The pick: Mediagrif Interactive Technologies Inc. (MDF-T)

52-week range: $2.22 to $10.30 a share

Mediagrif, whose e-commerce platforms have enjoyed strong growth during the pandemic, is an attractive turnaround play, says Mr. Takacsy. Luc Filiatreault, a veteran tech entrepreneur who took over as CEO of the Montreal-based company last fall, has embarked on a growth strategy after the company took writedowns on some struggling web-based businesses last year. Mediagrif’s biggest revenue drivers include an e-commerce platform for large firms, which includes clients such as Sobeys Inc. and Société des alcools du Québec for its online sales of cannabis, and another platform for bidding on government contracts, he says. “Roughly 80 per cent of its $80-million in sales is recurring revenue.” A risk is whether Mediagrif can successfully execute its acquisition strategy after raising money from a recent financing, he says.
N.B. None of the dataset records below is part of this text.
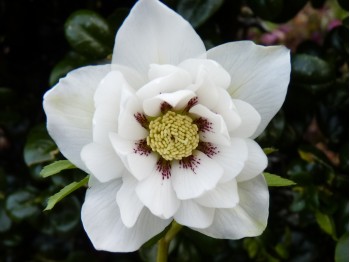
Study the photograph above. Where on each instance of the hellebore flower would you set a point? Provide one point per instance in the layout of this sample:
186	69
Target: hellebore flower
166	131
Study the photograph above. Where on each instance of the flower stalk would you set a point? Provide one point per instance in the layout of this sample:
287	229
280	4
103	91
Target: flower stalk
164	242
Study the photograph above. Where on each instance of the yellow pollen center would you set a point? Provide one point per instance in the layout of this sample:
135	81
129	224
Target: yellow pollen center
173	136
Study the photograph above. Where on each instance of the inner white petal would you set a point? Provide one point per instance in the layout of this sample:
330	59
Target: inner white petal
217	132
178	100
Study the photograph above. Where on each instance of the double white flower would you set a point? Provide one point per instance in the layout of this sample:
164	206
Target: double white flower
166	131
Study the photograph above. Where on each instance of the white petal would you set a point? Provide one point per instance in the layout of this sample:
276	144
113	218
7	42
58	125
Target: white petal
248	218
128	126
250	120
227	110
154	34
69	107
102	161
107	104
215	72
260	75
191	214
224	195
193	179
232	158
177	79
205	89
129	204
217	131
102	221
256	162
158	195
134	79
178	100
140	164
Steven Palmer, president and CIO, AlphaNorth Asset Management

His fund: AlphaNorth Partners Fund

The pick: Analytixinsight Inc. (ALY-X)

52-week range: 0.21 to 0.58 cents a share

Analytixinsight’s financial-technology subsidiary, MarketWall, is poised to benefit from consumers embracing online financial transactions because of COVID-19, says Mr. Palmer. Toronto-based Analytixinsight, a software company and user of artificial intelligence, owns 49 per cent of Milan-based MarketWall, which focuses on developing mobile apps with financial data and stock trading. MarketWall is waiting for approvals to offer a discount-brokerage service in Italy and other European countries. Italian bank Intesa Sanpaolo S.p.A., which has a 33-per-cent stake in MarketWall, saw increased usage of its financial app in the first quarter, he notes. A risk with MarketWall is that it will need to raise cash through financings and that could be dilutive. Another Analytixinsight business is, which provides financial analysis on stocks.

The pick: Algernon Pharmaceuticals Inc. (AGN-CN)

52-week range: 0.04 cents to 0.58 cents a share

A potential catalyst for Algernon Pharmaceuticals’ shares stems from clinical trials to see if Ifenprodil – a drug approved in Japan and South Korea for dizziness and vertigo – can help patients suffering from COVID-19, says Mr. Palmer. “The drug could potentially reduce lung damage.” The Vancouver-based drug-repurposing company has Health Canada approval to do a phase 2b/3 clinical trial starting as early as June and is seeking similar approvals in the U.S.and Australia, he says. “The drug is known to be safe. We will know by this year whether it works.” If the trials fail or a vaccine is developed, Algernon could pursue the original use of Ifenprodil in the U.S. market or repurpose it to treat other infections, he adds. Algernon, which raised $10-million from a financing, is starting a trial in Australia to see if the drug can treat a chronic cough condition.